我正在类比数据,我有句子,每行一个例子。
PhraseCleaned
0 get house business distribute sell outside house opportunities
1 business changing offices culture work business
2 search company best practices
3 1 let go back desk spaces one
这都是句子,我需要计算每行的字数有多少次相同的字,得到的是这样的结果。
id PhraseCleaned
0 get house business house opportunities
1 business changing offices culture work business
2 desk big work culture
这个画面是我真正需要去的
我做了这个
tokenaize_data= PraseFinalD.apply(lambda row: nltk.word_tokenize(row['PhraseCleaned']), axis=1)
它将用逗号分隔单词
[get, house, business, house, opportunities ]
[business, changing, offices, culture, work, business]
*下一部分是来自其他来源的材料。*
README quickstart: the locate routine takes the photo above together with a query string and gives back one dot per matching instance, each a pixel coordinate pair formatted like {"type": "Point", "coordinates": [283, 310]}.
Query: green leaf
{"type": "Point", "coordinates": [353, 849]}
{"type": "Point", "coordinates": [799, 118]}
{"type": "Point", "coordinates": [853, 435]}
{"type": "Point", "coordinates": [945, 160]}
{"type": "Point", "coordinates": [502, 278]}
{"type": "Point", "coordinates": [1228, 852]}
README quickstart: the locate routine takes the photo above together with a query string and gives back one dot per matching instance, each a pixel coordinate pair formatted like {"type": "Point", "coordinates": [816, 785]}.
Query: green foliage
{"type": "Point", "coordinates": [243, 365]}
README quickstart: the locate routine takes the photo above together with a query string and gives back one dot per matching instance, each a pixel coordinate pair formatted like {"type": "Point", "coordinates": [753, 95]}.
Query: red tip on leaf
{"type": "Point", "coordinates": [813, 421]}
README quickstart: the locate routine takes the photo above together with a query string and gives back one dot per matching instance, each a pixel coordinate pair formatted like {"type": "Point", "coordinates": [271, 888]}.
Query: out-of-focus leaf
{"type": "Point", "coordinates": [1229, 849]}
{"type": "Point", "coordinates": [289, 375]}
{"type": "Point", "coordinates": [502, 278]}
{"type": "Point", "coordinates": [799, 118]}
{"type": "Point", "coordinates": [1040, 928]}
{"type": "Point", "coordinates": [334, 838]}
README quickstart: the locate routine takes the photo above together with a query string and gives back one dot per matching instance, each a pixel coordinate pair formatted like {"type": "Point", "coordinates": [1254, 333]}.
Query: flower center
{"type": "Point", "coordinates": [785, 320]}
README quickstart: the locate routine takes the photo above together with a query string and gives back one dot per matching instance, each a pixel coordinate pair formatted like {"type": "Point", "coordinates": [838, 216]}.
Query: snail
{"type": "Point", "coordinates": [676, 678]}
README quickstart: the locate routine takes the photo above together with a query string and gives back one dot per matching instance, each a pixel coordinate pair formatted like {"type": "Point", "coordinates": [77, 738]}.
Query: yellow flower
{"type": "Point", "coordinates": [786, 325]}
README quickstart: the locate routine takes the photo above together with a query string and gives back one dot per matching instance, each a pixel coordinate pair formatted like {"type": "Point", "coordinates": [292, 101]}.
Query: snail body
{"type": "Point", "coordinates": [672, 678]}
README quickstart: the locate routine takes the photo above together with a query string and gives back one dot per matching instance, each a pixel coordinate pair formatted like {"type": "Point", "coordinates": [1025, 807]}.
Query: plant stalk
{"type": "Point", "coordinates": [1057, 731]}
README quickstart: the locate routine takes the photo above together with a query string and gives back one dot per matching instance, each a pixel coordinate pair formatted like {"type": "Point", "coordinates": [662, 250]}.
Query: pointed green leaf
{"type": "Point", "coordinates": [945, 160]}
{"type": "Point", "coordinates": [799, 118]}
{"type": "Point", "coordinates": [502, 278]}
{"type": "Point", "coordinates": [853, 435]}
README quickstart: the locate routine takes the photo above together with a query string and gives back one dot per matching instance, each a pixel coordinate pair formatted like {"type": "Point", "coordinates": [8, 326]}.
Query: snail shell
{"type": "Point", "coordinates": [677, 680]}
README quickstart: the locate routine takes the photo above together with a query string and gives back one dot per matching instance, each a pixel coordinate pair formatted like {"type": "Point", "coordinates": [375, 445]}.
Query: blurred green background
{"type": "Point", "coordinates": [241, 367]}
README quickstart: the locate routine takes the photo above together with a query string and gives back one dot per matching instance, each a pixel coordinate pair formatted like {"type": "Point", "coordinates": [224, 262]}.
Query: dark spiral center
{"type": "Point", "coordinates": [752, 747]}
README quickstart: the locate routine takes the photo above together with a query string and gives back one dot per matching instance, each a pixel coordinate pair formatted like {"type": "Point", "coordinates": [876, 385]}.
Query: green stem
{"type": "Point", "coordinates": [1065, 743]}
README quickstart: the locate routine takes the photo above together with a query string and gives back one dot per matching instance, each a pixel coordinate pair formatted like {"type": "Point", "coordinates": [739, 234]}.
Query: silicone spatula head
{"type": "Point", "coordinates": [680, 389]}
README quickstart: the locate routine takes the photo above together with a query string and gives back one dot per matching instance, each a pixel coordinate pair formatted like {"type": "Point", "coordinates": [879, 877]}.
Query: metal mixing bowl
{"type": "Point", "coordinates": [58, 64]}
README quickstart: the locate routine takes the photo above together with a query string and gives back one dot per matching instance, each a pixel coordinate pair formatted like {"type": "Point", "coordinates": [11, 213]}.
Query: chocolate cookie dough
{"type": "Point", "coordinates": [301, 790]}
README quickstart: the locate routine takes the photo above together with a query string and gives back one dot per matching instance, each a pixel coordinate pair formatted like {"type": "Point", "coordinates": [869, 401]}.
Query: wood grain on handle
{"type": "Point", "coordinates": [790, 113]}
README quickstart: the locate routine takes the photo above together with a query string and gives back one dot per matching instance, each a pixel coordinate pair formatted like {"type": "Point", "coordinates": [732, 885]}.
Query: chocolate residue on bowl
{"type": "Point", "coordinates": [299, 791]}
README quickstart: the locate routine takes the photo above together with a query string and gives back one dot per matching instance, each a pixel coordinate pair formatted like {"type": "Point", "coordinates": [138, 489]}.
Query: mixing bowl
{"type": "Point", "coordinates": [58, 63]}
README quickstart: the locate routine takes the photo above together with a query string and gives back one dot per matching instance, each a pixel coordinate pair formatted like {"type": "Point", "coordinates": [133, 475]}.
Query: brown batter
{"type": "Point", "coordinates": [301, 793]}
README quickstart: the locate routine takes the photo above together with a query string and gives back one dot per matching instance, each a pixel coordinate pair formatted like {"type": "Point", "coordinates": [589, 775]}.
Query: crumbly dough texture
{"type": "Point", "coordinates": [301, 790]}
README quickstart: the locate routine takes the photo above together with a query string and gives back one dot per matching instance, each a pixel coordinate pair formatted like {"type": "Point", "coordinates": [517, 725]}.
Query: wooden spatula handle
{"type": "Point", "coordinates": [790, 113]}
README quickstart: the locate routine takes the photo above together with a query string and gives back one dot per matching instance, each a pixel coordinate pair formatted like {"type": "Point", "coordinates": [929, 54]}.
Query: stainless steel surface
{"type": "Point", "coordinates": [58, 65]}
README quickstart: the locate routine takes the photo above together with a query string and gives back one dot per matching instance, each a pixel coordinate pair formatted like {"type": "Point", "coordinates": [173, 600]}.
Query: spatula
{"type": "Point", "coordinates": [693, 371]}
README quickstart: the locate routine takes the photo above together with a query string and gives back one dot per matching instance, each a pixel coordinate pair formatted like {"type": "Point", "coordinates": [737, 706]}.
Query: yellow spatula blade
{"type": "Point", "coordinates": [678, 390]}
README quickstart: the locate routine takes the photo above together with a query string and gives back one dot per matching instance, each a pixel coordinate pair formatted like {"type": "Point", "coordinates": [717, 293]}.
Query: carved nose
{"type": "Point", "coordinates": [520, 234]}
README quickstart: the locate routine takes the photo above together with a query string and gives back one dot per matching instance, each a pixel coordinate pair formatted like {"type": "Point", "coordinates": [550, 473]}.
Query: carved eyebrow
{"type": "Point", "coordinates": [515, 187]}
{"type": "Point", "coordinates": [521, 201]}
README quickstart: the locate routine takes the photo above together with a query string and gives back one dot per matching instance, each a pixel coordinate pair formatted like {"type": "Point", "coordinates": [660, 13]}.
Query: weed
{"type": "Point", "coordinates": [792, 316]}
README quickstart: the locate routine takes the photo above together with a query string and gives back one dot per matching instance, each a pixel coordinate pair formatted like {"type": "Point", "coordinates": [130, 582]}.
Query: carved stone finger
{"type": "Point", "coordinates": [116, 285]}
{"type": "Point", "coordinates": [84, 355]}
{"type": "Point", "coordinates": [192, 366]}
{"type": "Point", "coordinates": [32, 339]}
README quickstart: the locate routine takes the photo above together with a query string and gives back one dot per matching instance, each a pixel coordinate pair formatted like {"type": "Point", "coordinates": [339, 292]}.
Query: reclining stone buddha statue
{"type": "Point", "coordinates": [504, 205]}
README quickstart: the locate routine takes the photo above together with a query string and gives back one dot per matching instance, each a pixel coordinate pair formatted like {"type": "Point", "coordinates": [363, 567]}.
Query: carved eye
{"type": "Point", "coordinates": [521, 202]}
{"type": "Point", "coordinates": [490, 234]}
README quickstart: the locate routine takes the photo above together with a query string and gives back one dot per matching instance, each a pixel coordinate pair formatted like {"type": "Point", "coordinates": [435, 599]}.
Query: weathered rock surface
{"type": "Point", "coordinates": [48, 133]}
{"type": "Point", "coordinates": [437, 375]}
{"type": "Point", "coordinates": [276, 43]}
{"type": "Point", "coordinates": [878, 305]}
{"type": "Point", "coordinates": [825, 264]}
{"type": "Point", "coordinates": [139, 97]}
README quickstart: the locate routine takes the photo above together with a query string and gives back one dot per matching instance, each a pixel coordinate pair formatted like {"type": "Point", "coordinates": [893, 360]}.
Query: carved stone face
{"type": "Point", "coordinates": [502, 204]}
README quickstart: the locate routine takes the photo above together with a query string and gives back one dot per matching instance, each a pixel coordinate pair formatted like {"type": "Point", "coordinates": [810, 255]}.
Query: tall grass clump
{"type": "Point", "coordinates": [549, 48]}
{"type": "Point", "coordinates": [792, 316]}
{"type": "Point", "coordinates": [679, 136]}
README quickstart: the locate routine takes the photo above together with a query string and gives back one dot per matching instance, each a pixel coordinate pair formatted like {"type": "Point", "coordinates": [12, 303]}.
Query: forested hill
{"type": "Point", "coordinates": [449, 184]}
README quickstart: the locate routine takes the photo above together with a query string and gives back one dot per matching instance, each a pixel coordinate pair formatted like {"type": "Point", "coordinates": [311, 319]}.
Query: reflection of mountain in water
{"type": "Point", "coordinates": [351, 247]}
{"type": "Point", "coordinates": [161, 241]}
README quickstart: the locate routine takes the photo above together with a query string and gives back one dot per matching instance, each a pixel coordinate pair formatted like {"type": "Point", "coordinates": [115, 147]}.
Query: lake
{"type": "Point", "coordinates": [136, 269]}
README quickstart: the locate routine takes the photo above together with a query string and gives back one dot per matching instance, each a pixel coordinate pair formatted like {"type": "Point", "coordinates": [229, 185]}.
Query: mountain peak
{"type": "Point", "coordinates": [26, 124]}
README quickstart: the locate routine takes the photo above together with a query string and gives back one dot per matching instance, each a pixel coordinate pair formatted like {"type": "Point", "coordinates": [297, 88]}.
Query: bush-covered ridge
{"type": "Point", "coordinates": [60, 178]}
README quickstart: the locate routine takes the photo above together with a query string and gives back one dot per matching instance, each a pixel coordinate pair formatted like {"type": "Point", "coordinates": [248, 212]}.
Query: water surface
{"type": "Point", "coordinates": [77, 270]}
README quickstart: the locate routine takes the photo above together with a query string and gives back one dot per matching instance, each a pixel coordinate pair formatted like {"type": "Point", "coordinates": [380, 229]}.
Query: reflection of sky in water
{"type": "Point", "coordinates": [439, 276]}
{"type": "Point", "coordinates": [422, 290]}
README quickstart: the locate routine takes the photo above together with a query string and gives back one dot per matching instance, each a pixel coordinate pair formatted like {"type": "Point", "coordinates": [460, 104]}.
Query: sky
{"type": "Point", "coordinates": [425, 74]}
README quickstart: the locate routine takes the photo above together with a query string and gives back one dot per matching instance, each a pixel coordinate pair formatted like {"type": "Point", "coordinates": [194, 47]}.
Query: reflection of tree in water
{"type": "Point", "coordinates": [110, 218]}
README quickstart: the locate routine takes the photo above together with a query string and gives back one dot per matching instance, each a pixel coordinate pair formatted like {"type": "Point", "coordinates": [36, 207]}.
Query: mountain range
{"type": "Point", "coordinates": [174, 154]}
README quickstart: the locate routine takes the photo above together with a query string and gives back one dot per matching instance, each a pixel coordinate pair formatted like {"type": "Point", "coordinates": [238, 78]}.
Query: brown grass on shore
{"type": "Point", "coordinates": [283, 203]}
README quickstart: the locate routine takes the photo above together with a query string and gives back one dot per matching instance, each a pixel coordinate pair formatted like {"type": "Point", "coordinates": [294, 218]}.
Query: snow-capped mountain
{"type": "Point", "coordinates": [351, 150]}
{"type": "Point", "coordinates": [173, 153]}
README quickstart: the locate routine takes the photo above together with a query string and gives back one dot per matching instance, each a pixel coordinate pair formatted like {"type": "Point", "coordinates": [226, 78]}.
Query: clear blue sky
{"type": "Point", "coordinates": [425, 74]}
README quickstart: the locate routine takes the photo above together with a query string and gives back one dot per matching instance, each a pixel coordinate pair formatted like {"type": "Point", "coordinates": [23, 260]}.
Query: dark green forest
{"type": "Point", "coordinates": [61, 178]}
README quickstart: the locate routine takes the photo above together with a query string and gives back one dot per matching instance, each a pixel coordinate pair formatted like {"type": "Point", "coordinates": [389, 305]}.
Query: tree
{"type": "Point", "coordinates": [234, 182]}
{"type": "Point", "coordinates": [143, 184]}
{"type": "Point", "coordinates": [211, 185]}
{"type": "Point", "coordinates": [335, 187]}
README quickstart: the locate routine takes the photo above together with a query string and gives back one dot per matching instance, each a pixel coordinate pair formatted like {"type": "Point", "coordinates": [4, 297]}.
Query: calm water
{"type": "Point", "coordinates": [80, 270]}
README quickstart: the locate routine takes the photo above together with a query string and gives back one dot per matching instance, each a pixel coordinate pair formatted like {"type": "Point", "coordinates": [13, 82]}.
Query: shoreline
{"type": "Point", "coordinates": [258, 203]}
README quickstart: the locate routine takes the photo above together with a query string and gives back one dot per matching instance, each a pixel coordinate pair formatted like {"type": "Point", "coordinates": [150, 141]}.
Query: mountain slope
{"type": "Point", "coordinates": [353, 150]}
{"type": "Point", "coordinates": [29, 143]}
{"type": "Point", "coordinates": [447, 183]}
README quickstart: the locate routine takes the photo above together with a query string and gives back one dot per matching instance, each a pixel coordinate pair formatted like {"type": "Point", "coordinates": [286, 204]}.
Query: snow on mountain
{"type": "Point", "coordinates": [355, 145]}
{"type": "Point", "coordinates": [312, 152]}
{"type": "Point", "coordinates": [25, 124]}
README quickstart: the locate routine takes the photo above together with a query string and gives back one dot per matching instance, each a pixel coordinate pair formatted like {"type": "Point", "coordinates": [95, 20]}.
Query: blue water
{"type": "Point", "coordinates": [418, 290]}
[desk, big, work, culture]
现在我试图计算它们 这只是把所有的词都计算在一起 PhaseFinal是一个列表... 我清理了数据 删除了一些东西
word2count = {}
for data in PhraseFinal:
words = nltk.word_tokenize(data)
for word in words:
if word not in word2count.keys():
word2count[word] = 1
else:
word2count[word] += 1
df
collections.Counter
并将其分割成带有 .tolist()
df
from collections import Counter
import pandas as pd
# create a word count dict and split it into columns
df1 = pd.DataFrame(df['PhraseCleaned'].apply(lambda x: Counter(x.split())).tolist())
print(df1)
get house business distribute sell outside opportunities changing offices culture work search company best practices 1 let go back desk spaces one
1.0 2.0 1.0 1.0 1.0 1.0 1.0 NaN NaN NaN NaN NaN NaN NaN NaN NaN NaN NaN NaN NaN NaN NaN
NaN NaN 2.0 NaN NaN NaN NaN 1.0 1.0 1.0 1.0 NaN NaN NaN NaN NaN NaN NaN NaN NaN NaN NaN
NaN NaN NaN NaN NaN NaN NaN NaN NaN NaN NaN 1.0 1.0 1.0 1.0 NaN NaN NaN NaN NaN NaN NaN
NaN NaN NaN NaN NaN NaN NaN NaN NaN NaN NaN NaN NaN NaN NaN 1.0 1.0 1.0 1.0 1.0 1.0 1.0
# join df and df1
df2 = df.join(df1)
print(df2)
PhraseCleaned get house business distribute sell outside opportunities changing offices culture work search company best practices 1 let go back desk spaces one
get house business distribute sell outside house opportunities 1.0 2.0 1.0 1.0 1.0 1.0 1.0 NaN NaN NaN NaN NaN NaN NaN NaN NaN NaN NaN NaN NaN NaN NaN
business changing offices culture work business NaN NaN 2.0 NaN NaN NaN NaN 1.0 1.0 1.0 1.0 NaN NaN NaN NaN NaN NaN NaN NaN NaN NaN NaN
search company best practices NaN NaN NaN NaN NaN NaN NaN NaN NaN NaN NaN 1.0 1.0 1.0 1.0 NaN NaN NaN NaN NaN NaN NaN
1 let go back desk spaces one NaN NaN NaN NaN NaN NaN NaN NaN NaN NaN NaN NaN NaN NaN NaN 1.0 1.0 1.0 1.0 1.0 1.0 1.0
随着 scikit-learn
矢量器。
from operator import itemgetter
import pandas as pd
from sklearn.feature_extraction.text import CountVectorizer
df = pd.DataFrame({'text': texts})
# Initialize the counter.
vectorizer = CountVectorizer()
# Get the unique vocabulary and get the counts.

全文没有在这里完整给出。